Unlike the full conversions usually performed during the conversion to inspection engine, the 509 showed an very odd partial adaptation. The original cab remained intact and the steam dome over the firebox was in full view. A short (10 ft 11 in/3.33 m), three-window cabin sat between the dome and the stack. Like the 408, a full set of stairs rose to the front of the cabin.

The 509 is often shown with 62" drivers, but the later Pennsy diagram N-273-2 clearly shows much taller 68" drivers.

Renumbered twice, the 19405 was scrapped in November 1920.


Class G/D5 (Locobase 1138)

Data from "Pennsylvania Railroad; Standard Types of Locomotives - Table XII [13]", Engineering, Volume XXIV [24], No 4 (27 July 1877), pp. 65-67, Park Benjamin (Ed), Appleton's Cyclopedia of Applied Mechanics (New York: D Appleton & Company, 1884), p. 348. See also diagram scanned in by Robert Schoenberg of http://prr.railfan.net . and PRR 3 - 1904 109-D Class and Description of Locomotives dated 1 March 1904 supplied in August 2013 by Allen Stanley from his extensive Rail Data Exchange. Built by Pennsylvania shops from 1869 to 1874 and 1881 to 1884.

One of the classes established by Alexander J. Cassatt in 1867 when he became Master of Machinery. Duty was passenger branch-line service, which is shown by the low axle loading and tractive effort.


Class K/D6 (Locobase 1142)

Data from "Fast Passenger Locomotive for the Pennsylvania Railroad", Railroad Gazette, Volume 13 (4 November 1881), pp. 620. See also diagram scanned in by Robert Schoenberg of http://prr.railfan.net; and George L Fowler, "Recent Development of American Passenger Locomotives", Railroad Gazette, Volume XL [40], No 24 (15 June 1906), pp. 641-644.

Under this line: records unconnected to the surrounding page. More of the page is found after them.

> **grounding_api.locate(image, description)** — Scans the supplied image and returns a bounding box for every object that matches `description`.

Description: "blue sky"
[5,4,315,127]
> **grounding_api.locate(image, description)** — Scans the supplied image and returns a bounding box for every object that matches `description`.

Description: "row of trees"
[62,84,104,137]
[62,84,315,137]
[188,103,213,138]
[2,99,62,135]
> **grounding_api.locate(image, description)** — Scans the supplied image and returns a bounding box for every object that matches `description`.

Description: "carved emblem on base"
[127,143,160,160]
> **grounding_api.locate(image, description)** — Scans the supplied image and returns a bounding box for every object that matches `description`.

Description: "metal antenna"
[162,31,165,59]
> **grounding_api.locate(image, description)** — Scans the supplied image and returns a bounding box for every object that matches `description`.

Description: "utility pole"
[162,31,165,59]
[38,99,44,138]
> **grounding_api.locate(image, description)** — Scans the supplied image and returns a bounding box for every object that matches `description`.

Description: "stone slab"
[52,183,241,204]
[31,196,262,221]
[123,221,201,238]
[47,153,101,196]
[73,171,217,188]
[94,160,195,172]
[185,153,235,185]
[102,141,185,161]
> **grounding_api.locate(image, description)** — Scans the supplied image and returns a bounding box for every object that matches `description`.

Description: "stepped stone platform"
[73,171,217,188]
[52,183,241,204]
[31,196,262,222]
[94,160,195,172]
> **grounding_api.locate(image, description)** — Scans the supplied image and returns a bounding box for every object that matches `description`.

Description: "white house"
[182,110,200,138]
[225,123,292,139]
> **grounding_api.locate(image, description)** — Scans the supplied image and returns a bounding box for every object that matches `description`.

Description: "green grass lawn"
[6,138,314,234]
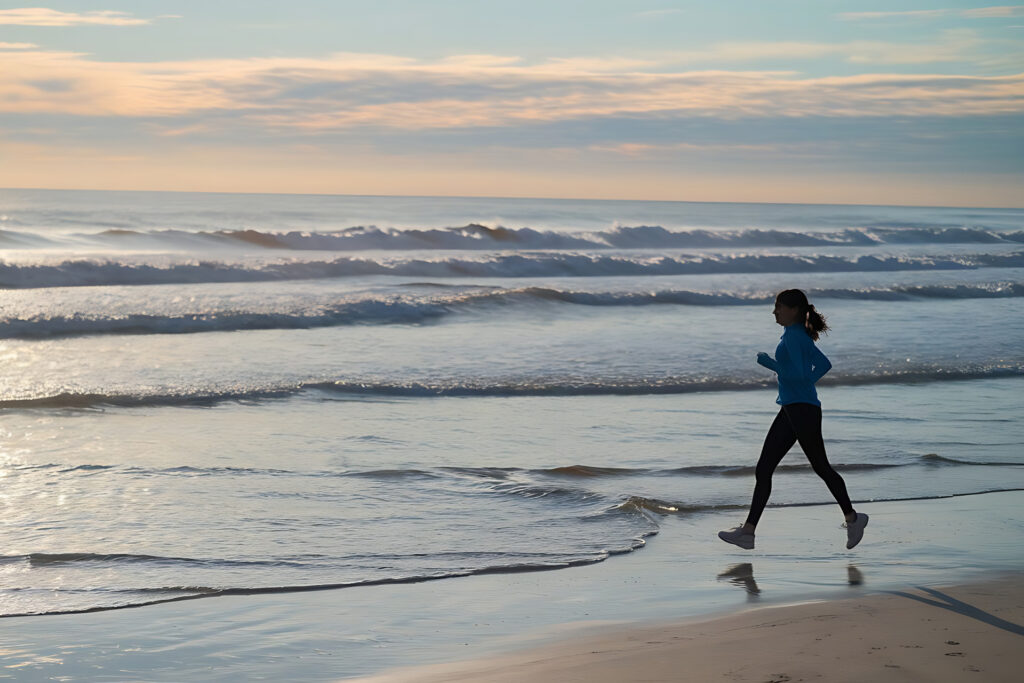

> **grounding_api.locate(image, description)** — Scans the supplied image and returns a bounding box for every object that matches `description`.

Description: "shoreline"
[0,492,1024,683]
[354,572,1024,683]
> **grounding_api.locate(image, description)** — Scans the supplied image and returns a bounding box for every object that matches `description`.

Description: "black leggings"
[746,403,853,526]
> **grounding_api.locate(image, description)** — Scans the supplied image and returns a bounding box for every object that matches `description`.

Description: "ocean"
[0,189,1024,626]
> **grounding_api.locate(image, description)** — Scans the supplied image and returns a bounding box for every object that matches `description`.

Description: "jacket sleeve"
[758,353,778,373]
[810,344,831,382]
[775,336,831,384]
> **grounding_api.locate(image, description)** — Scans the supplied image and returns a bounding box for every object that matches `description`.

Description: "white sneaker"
[843,512,867,550]
[718,526,754,550]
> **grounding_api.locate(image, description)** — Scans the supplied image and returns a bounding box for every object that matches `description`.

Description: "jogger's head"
[774,290,828,341]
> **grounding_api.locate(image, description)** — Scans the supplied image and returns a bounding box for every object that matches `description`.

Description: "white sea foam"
[0,283,1024,339]
[0,252,1024,289]
[41,223,1024,251]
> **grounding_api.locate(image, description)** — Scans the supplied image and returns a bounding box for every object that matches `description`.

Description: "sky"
[0,0,1024,207]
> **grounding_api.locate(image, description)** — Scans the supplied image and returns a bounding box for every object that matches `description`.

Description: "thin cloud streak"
[0,7,151,27]
[838,5,1024,22]
[0,51,1024,135]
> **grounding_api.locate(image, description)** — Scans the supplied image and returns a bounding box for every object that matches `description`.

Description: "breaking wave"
[0,251,1024,289]
[0,362,1024,410]
[0,283,1024,339]
[51,223,1024,251]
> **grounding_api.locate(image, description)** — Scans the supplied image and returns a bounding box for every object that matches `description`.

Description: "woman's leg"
[746,408,797,531]
[782,403,854,519]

One of the classes established by Alexander J. Cassatt in 1867 when he became Master of Machinery. This high-drivered design for express passenger service was devixed by superintendent of motive power Theodore N Ely. Note that while the grate was larger than that of the earlier B & C classes in order to burn anthracite coal, the K-class designer chose to use more, smaller boiler tubes. One can also see closer spacing between the drivers, resulting in a shorter wheelbase even though the individual drivers are much taller. This came from placing the firebox above the engine's frame rails rather than between them; the location was one of the first such constructions in a locomotive.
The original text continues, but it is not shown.